CFO of the future: Looking beyond the numbers

Developing emotional intelligence


As the CFO role has expanded, so, too, has the value of a top-notch finance chief. Today’s CFOs have more oversight and responsibility – and a role in setting an organisation’s strategy. To keep up with the rapid evolution, CFOs must ensure that they’re developing emotional intelligence (EI).

The term EI has grown in popular culture and, more recently, spread into the workplace. EI is defined by Steve Robbins, an author and speaker, as “a toolbox of competencies that contribute to the successful achievement of goals in an emotional context.” Robbins, who has a Ph.D. in communication science and regularly presents to corporate clients, calls that description the professor version. “The lay version is the ability to read, manage, and leverage emotions to achieve goals,” Robbins said.

Managing emotions in a pragmatic way is a vital leadership skill. “To get in touch with our own emotions and understand what’s driving our behaviour, that’s important to be effective leaders, to be effective at influencing others,” said Dan Griffiths, CPA, CGMA, director of strategy and leadership at Tanner LLC in Salt Lake City.

This means being aware that emotions can drive our behaviour and influence people positively and negatively, and then understanding how to manage the emotions of ourselves and others, especially when we are under pressure.

For some CFOs, having strong EI may come naturally, but for others it’s something that will need practice. Whether EI comes naturally or not, possessing the associated skills may not be enough to apply them to your workstyle. It will take an open mind and concerted effort.

Here are six ways for CFOs to implement EI:

Build on the basics. Implementing EI into the workplace is not a substitute for the continuation of traditional skillsets obtained through education, finance, and accounting experience. A CFO’s role will always have a focus on numbers. However, for any successful business, the key is a good marriage of resource allocation and competing resources. CFOs need to fully understand the business in order to properly allocate corporate resources. For this to happen, CFOs must step out of their traditional comfort zone and become much more outgoing, able to relate to people, and able to see the big picture and beyond. They need to speak to their counterparts in person and use their EI skills to find out where resources are truly needed. They cannot just focus on reporting numbers and allocating funds instinctively.

Have a strong rapport with your advisers. A CFO should have a solid team of top advisers and be in regular communication with them – and not just to talk numbers. These relationships should be mutually beneficial, so take full advantage of each other’s knowledge and expertise.

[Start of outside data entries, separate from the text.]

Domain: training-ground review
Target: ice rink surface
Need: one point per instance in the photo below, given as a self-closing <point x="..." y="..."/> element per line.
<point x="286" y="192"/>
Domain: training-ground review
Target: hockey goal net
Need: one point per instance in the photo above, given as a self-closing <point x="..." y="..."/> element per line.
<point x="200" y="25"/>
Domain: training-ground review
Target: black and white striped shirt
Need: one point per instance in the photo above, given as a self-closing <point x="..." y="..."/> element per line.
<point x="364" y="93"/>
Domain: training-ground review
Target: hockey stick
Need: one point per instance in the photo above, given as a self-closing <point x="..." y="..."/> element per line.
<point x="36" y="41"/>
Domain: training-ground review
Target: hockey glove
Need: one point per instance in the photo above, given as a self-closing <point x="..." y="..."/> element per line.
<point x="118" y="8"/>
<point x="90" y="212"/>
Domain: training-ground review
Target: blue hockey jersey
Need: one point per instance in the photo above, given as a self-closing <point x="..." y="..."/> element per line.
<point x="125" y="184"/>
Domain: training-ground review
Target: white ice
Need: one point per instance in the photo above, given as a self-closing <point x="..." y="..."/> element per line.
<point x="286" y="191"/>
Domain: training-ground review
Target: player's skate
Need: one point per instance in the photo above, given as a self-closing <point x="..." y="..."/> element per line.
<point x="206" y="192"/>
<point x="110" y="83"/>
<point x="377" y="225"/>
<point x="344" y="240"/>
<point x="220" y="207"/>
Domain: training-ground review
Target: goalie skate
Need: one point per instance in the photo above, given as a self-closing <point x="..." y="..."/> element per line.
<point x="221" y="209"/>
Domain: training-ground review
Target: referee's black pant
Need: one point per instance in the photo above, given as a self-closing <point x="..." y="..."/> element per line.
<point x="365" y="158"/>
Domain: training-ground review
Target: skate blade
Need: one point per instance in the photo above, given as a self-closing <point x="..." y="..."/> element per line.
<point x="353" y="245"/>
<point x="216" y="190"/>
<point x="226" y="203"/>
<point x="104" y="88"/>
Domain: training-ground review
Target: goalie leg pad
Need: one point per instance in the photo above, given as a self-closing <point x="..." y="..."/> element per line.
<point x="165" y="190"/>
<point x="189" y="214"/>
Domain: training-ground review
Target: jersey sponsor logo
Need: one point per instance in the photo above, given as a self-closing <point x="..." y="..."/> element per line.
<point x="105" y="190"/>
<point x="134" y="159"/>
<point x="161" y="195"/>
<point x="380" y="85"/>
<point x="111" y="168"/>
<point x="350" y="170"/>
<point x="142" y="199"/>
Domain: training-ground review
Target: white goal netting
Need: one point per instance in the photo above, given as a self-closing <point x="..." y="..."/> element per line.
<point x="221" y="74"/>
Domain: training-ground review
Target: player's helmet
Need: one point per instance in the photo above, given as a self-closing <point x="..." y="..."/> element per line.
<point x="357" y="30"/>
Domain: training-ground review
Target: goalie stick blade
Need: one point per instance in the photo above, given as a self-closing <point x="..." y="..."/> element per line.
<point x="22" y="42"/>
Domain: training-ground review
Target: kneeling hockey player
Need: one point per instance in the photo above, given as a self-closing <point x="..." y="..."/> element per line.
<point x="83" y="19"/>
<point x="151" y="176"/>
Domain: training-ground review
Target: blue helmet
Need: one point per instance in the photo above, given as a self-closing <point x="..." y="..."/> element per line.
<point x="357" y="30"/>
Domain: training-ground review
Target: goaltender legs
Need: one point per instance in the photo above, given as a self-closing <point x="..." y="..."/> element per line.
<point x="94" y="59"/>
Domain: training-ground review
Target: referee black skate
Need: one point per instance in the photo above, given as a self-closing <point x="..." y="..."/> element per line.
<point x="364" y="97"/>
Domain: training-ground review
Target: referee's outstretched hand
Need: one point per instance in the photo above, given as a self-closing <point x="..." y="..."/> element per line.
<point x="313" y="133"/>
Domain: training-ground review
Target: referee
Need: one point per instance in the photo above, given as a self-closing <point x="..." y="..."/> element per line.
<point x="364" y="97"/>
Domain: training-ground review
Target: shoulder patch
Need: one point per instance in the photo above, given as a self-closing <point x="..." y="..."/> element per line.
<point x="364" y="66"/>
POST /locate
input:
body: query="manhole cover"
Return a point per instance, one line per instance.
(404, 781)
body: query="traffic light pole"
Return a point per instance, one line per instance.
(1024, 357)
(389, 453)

A business is a puzzle with many pieces that must fit together. Having a strong relationship with your team is critical. Don’t try to solve the puzzle alone.

Ask non-finance questions. Ask questions to get to the numbers’ root causes. Get information from the sales team, IT, the president, CEO, and the customers. All of this knowledge should be compiled by CFOs leading and participating in more strategy meetings about the budget and other financial numbers. These strategic meetings are when the non-finance questions are asked: “What are we going to spend?” “Why are we going to spend it?” “What return on investment will we earn that’s more than monetary?”

When a CFO participates company-wide at a strategic level, he or she will be able to give input on things such as a sales process to make customer experience better, which adds recurring value, and ultimately enhances a long-lasting relationship between the company and its customers.